Published online Aug 15, 2002. doi: 10.3748/wjg.v8.i4.746
Revised: June 1, 2002
Accepted: June 15, 2002
Published online: August 15, 2002
AIM: To evaluate the immunologic role and expression significances of nitric oxide (NO), nitric oxide synthase (NOS), and its isoenzyme in acute rejection to liver xenografts from golden hamster in rat.

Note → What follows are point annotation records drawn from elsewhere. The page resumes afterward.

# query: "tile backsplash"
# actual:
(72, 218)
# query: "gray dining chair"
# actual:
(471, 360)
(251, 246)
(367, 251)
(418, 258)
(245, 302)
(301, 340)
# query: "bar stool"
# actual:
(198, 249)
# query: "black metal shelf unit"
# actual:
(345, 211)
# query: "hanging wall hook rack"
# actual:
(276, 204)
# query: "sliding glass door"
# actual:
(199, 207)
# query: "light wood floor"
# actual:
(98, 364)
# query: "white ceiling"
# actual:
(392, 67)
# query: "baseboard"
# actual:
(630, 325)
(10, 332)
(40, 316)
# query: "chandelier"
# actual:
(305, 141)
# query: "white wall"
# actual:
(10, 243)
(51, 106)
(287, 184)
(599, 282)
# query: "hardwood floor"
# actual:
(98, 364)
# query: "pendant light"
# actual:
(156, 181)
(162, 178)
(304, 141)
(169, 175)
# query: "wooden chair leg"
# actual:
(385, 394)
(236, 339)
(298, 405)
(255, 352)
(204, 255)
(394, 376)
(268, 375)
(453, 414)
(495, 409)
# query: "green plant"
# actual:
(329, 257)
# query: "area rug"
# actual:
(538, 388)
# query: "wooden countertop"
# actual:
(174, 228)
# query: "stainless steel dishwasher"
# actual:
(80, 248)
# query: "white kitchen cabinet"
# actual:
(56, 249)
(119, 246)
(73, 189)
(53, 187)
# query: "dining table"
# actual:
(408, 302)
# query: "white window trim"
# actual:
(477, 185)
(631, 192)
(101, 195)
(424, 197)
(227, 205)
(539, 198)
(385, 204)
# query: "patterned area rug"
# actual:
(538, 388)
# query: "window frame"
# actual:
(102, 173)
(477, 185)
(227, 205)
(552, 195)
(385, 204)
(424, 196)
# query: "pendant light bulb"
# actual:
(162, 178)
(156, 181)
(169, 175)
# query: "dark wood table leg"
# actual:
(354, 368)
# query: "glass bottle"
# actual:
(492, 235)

METHODS: Liver transplantations were randomly divided into five groups (n = 6-9):isografts (group I); xenografts (group II); xenografts plus cyclosporine treatment (group III), xenografts plus cyclophosphamide treatment combined with splenectomy (group IV), and xenografts using cyclophosphamide in combination with splenectomy (group IV) and xenografts using splenectomy in addition to cyclophosphamide and cyclosporine treatments (group V). The levels of ALT, TNF-α, and nitric oxide production (NOx) in serum of reciprents were examined, and expressions of type II (iNOS) and type III (cNOS) nitric oxide synthase (NOS)-inducible NOS (iNOS) and constitutive NOS (cNOS) were observed by NADPH diaphorase histochemical and immunohistochemical staining.

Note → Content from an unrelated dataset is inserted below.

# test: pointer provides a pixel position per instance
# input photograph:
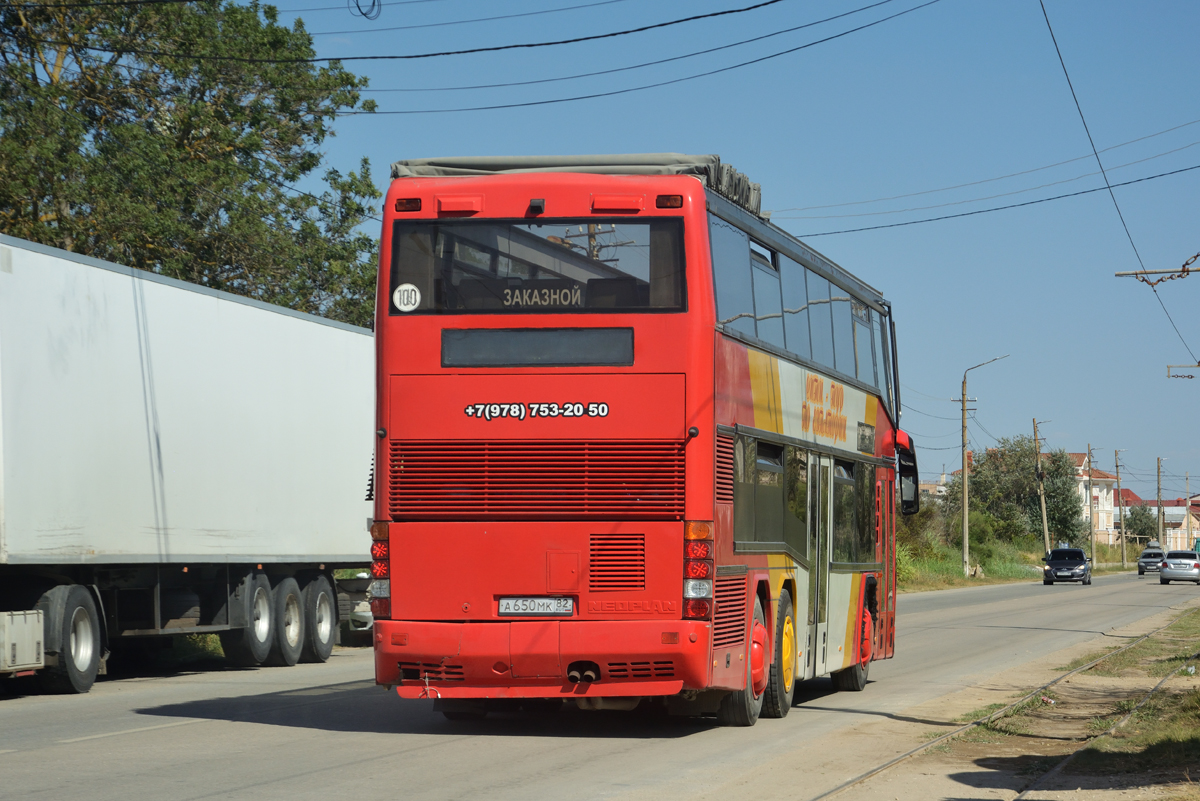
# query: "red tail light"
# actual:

RESULTS: The level of serum ALT, activity of serum TNF-α and systemic levels of NO metabolite in groups II and IV were higher than those of groups I and V (serum ALT, 2416 ± 475, 2540 ± 82.5) nkat•L⁻¹-1vs (556.8 ± 43.5, 677.30 ± 38.2) nkat•L⁻¹-1, P < 0.01; (serum TNF-α, 353.5 ± 16.1, 444.6 ± 28.1) ng•L-1, vs 38.5 ± 5.2, 52.0 ± 5.7) ng•L-1, P < 0.01; (serum NOx 514.6 ± 18.1, 336.0 ± 43.0) nmol•g⁻¹, vs 26.1 ± 5.7, 27.7 ± 6.0) nmol•g⁻¹, P < 0.01. Cyclosporine in group III can repress the cellular immune response and the synthesis of nitric oxide and the expression of NO synthase, but not prolong the liver xenograft survival. The over-expression of NOS, iNOS and cNOS in liver xenograft rejection in groups II and IV were detected by NADPH diaphorase histochemical and immunohistochemical staining.

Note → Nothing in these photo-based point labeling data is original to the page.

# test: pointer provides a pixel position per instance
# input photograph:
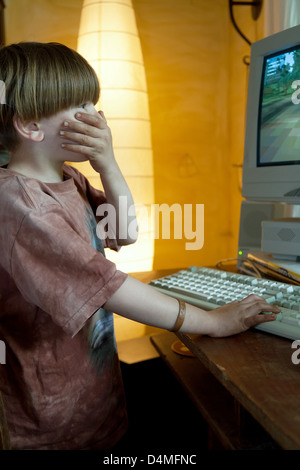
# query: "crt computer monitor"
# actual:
(271, 169)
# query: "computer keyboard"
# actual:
(210, 288)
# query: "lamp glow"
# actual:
(108, 39)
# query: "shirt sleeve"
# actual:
(56, 268)
(95, 197)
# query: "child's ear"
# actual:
(30, 130)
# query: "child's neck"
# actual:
(37, 168)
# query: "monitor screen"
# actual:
(279, 117)
(271, 167)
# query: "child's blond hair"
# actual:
(40, 80)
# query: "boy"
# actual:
(61, 384)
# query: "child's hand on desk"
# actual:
(239, 316)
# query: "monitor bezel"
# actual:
(267, 182)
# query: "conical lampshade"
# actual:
(108, 39)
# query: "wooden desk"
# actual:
(254, 368)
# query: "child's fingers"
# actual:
(97, 120)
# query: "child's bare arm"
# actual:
(143, 303)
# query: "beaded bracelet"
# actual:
(180, 317)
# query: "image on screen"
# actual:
(279, 113)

CONCLUSION: The degrees of acute rejection can be effectively repressed in golden hamster to rat liver xenografts with splenectomy and cyclosporine. Nitric oxide metabolites, and nitric oxide synthase and its isoenzymes, above all inducible NOS (iNOS) can be used as potential diagnostic markers for acute rejection in liver transplantation. The cellular localization of nitric oxide varies according to the immunologic status of liver xenografts, thus thinking that hepatocyte derived nitric oxide may be protective in the hyporesponsive state, but hepatic injury is likely triggered by centrilobular iNOS expression in the superresponsive state.